Kommunen

Nach Thüringen: auch Präsidentenwahl in Wismar wieder Thema

Die Wahl von Jura-Professorin Mönch-Kalina zu Wismars Bürgerschaftspräsidentin hatte schon im Juni 2019 heftige Debatten ausgelöst. Der Grund: Offensichtlich gewann sie mit Stimmen der AfD. Die Thüringen-Wahl belebt das Thema nun neu.

Wismar. Knapp acht Monate nach der wegen AfD-Stimmen umstrittenen Wahl von Hochschulprofessorin Sabine Mönch-Kalina zur Bürgerschaftspräsidentin in Wismar dringen SPD und Linke auf eine Revision des Ergebnisses. Das machten die Fraktionsvorsitzenden Michael Tiedke (SPD) und Reinhard Sieg (Linke) in einem Schreiben deutlich, über das am Freitag die "Ostsee-Zeitung" berichtete. Darin werden die Parteien, die Mönch-Kalina im Juni 2019 offenkundig gemeinsam mit der AfD in das Amt gewählt hatten, zu "konsequentem Handeln" aufgefordert. "Das beinhaltet auch die Korrektur der ersten Bürgerschaftssitzung", heißt es wörtlich. Wie eine solche Korrektur erfolgen solle, wurde nicht mitgeteilt.

Anlass für den Vorstoß war dem Schreiben zufolge die Wahl des FDP-Landtagsabgeordneten Thomas Kemmerich Anfang Februar zum Ministerpräsidenten Thüringens. Dabei hatte er neben den Stimmen von FDP und CDU auch die der AfD erhalten. Nach massiven Protesten war Kemmerich wieder vom Amt zurückgetreten.
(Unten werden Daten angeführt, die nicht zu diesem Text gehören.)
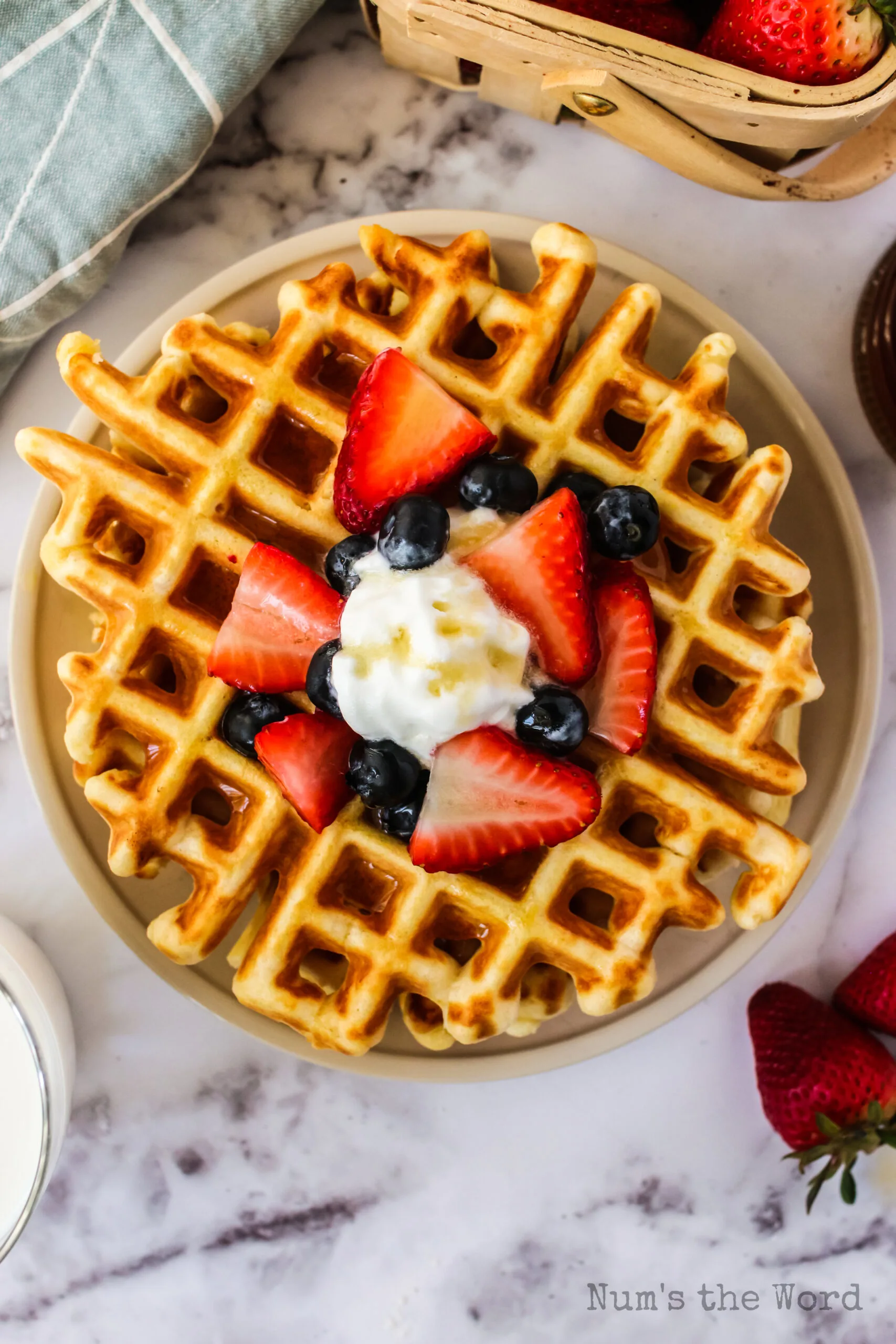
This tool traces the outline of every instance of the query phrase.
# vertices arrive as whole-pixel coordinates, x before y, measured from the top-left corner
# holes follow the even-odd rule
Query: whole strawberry
[[[893,0],[721,0],[697,50],[803,85],[854,79],[893,36]]]
[[[853,1167],[881,1144],[896,1148],[896,1060],[869,1032],[805,989],[776,982],[750,1000],[750,1035],[762,1107],[795,1152],[799,1171],[826,1157],[809,1183],[806,1211],[842,1169],[840,1192],[856,1199]]]
[[[896,1036],[896,933],[877,943],[837,986],[834,1004],[856,1021]]]
[[[578,13],[582,19],[596,19],[598,23],[611,23],[629,32],[639,32],[642,38],[656,38],[673,47],[697,46],[696,24],[677,5],[645,3],[645,0],[541,0],[552,9]]]

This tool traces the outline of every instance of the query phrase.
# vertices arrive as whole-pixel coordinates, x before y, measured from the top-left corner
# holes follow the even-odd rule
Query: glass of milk
[[[28,1222],[59,1157],[75,1073],[59,978],[0,915],[0,1259]]]

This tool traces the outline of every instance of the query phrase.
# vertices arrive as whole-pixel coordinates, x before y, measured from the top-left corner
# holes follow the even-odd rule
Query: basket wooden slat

"In beiden Fällen, Erfurt wie auch Wismar, wurden die Wahlergebnisse durch eine konzertierte Aktion mehrerer Akteure konterkariert. Sündenfälle wie Wismar und Erfurt sind deshalb so bemerkenswert, weil erst durch die Zusammenarbeit mit Vertretern des extremistischen Flügels ermöglicht wurde, den Wählerwillen zu ignorieren", heißt es in dem Schreiben von Tiedke und Sieg.

Die SPD hatte bei der Bürgerschaftswahl im Mai 2019 in der Stadt die mit Abstand meisten Stimmen erzielt, ihren Kandidaten für das Präsidentenamt aber nicht durchsetzen können, weil die Mehrheit der Bürgerschaft - offenkundig unter Einbeziehung der AfD - für die Konkurrentin Mönch-Kalina von der Wählergemeinschaft Für-Wismar-Forum stimmte. Dies hatte unter Hinweis auf die Nähe von Teilen der AfD zu rechtsextremistischen Strömungen bereits im Juni 2019 teils heftige Kritik ausgelöst. Laut Tiedke setzte sich das Abstimmungsverhalten auch bei der Besetzung von Ausschüssen fort.

Es reiche nicht, sich in öffentlichen Erklärungen von Faschisten abzugrenzen, heißt es in der nun veröffentlichten Mitteilung. Eine solche Abgrenzung müsse auch gelebt werden. Nur so könne "der begonnene schleichende Prozess, den Faschismus in die Mitte der Gesellschaft zu rücken, beendet werden".

Auf der ersten Sitzung der Bürgerschaft nach der Neuwahl war Mönch-Kalina überraschend zur Präsidentin gewählt worden. Sie war erst als Nachrückerin in die Bürgerschaft eingezogen. Im ersten Wahlgang hatte der SPD-Landtagsabgeordnete Tilo Gundlack als alleiniger Bewerber nicht die erforderliche Mehrheit für eine zweite Amtszeit als Präsident erhalten. Den zweiten Wahlgang gewann Mönch-Kalina gegen Gundlack mit 19 zu 17 Stimmen.

Da die Abstimmung geheim war, ist letztendlich unklar, wer für Mönch-Kalina stimmte. Doch wird anhand der Sitzverteilung deutlich, dass sie mit großer Wahrscheinlichkeit auch AfD-Stimmen erhielt. Von den 37 Vertretern in der Bürgerschaft stellt die SPD 10, die Linke 5. CDU, Grüne, Für-Wismar, FDP, Piraten und Freie Wähler kommen zusammen auf 18 Sitze, die AfD hält vier Mandate. Die Präsidentin war am Freitag nicht für eine Stellungnahme zu erreichen. Sie sei im Urlaub, hieß es aus ihrem Büro.